U.S. drillers added oil rigs for a sixth consecutive week, extending a nine-month recovery as shale producers ramp up spending to take advantage of a recovery in oil prices.

Drillers added five oil rigs in the week to Feb. 24, bringing the total count up to 602, the most rigs since October 2015, energy services firm Baker Hughes Inc. (NYSE: BHI) said Feb. 24.

During the same week a year ago, there were 400 active oil rigs.

Since crude prices first topped $50 a barrel in May after recovering from 13-year lows last February, drillers have added a total of 286 oil rigs in 35 of the past 39 weeks, the biggest recovery in rigs since a global oil glut crushed the market over two years starting in mid-2014.

The oil rig count plunged from a record 1,609 in October 2014 to a six-year low of 316 in May as U.S. crude collapsed from over $107 a barrel in June 2014 to near $26 in February 2016.

On Feb. 24, U.S. crude futures were up about 1% on the week but lower on the day at around $54 a barrel, amid the market’s concerns over whether a surge in U.S. production will dampen efforts by OPEC and other producers to drain a global oil glut.

Production increases in the US, predominantly from onshore shale plays, could potentially limit further increases in oil prices during 2017-2018.

Futures for the balance of 2017 were trading around $54.75 a barrel, while calendar 2018 was fetching less than $54.40.

U.S. producers have signaled higher capital spending and further production growth, perhaps beyond what many analysts expect, Citi Research said in an investor note this week.

“The global crude stock draws expected would be partially offset by the outperformance of U.S. production, which might upset calculations of core OPEC countries in lifting prices,” Citi said.

Oil and gas producer Apache Corp. said on Feb. 23 it would spend $3.1 billion in 2017, 63.2% more than it did last year, joining ExxonMobil Corp., Chevron Corp. and Hess Corp. in boosting their capital budgets.

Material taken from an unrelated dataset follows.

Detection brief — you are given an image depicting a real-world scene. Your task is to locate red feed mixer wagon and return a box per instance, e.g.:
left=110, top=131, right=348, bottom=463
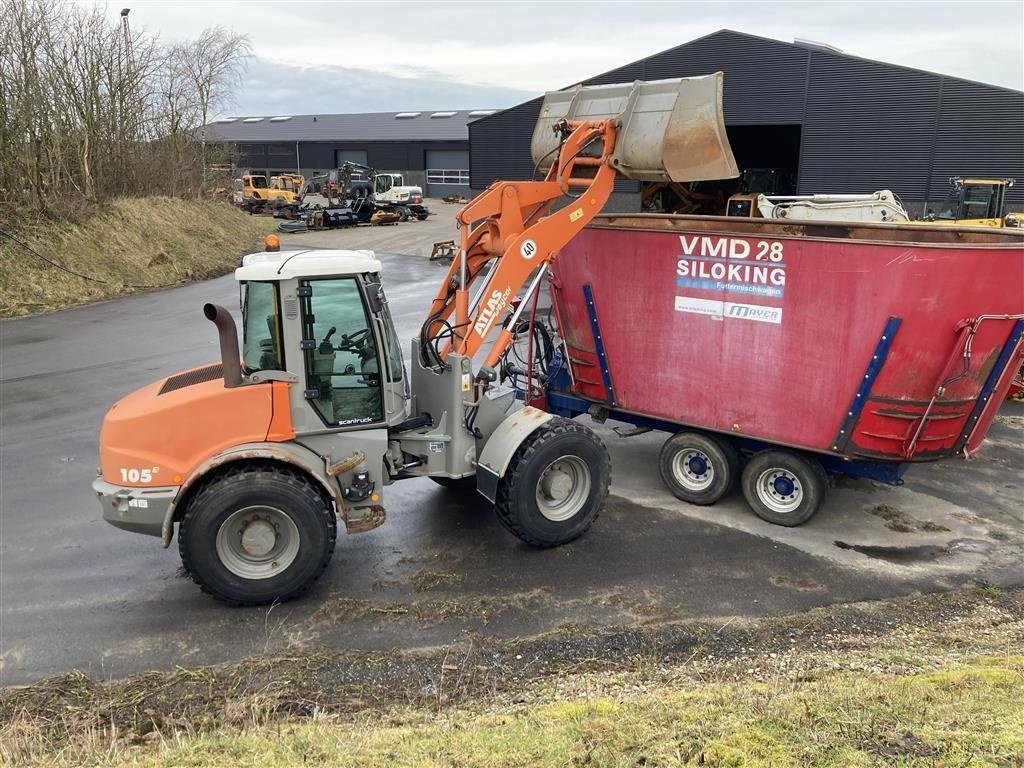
left=531, top=214, right=1024, bottom=525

The surge in drilling activity can be seen in the oilfield service industry.

Investment bank Raymond James, which predicts the rig count could approach 1,000 by the end of 2018, estimated frac sand demand would hit record levels this year at roughly 55 million tons and exceed 80 million tons by next year, 60% above 2014 levels, due in large part to producers requiring more sand per well.